Nyeri philanthropist promoting urban agriculture to enhance food security

A young philanthropist in Nyeri who has been touching the lives of the poor by giving them food aid and other essentials to cushion them against the covid-19 pandemic, has embarked on a drive of promoting urban agriculture to reduce poverty and food insecurity.

The project, according to the initiator, Waithira Maruru, entails equipping families living within towns, especially in informal settlements with knowledge on how to set up kitchen gardens using locally available materials such as bags to grow vegetables for consumption, as well as income generation.

As poor urban families find it difficult to put food on the table, as a result of business and job loses occasioned by the Coronavirus pandemic, Ms. Waithira feels, embracing this technique holds the key to food security and self-reliance.

“We cannot afford to give them food daily, but we can give them skills to enable them fend for their families, as well as put some money in their pockets,” says Waithira.

Waithira, who besides transferring the knowledge to them is also providing the bags and seedlings, she says her main target group is the young children who are at home following the closure of all learning institutions to curb the spread of the deadly respiratory disease.

This, she said, besides keeping them busy will help them understand and appreciate the importance of agriculture which is a vital sector in any society.

“We want the children to take care of these sack gardens to keep them busy as well as inculcate in them, a culture of hard work,” Waithira said as she took children of Chania Estate in Nyeri Town, through the steps of setting up such a garden.

The procedure involves filling a sack with loam soil mixed with manure and then poking holes on the sides where vegetable seedlings are planted and watered regularly.
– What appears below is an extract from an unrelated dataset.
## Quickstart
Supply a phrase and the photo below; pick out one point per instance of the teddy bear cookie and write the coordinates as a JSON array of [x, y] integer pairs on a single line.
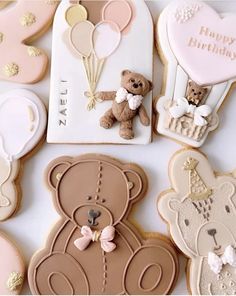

An average sack can hold up to 100 plants.

She says the sack bag farms, need limited space to set and manage and can be easily irrigated using less amount of water, making them a convenient and productive way of making use of small portions of land.

“With such a garden in place, you don’t have to go buying everything that you need in your house,” Waithira continued.

In a bid to motivate the children, Waithira says they will be regularly monitoring the progress made and award those who will have managed their gardens well.

“We will be giving shopping vouchers to best performing children just to encourage them as well as promote the project that we hope to rollout in all the towns within Nyeri County,” Waithira said.

One of the beneficiaries, a class seven pupil, Sophia Kangai, termed the project valuable, as it will teach them responsibility and problem solving skills, besides providing their families with food and revenue.

Waithira’s colleague, Eric Makara, said vulnerable families were the hardest hit by the Covid-19 pandemic and called on the government to consider giving them relief food to see them through this difficult time.

“Majority of them are small scale traders who lost their jobs as a result of the measures being taken to curb the spread of the disease,” noted Makara.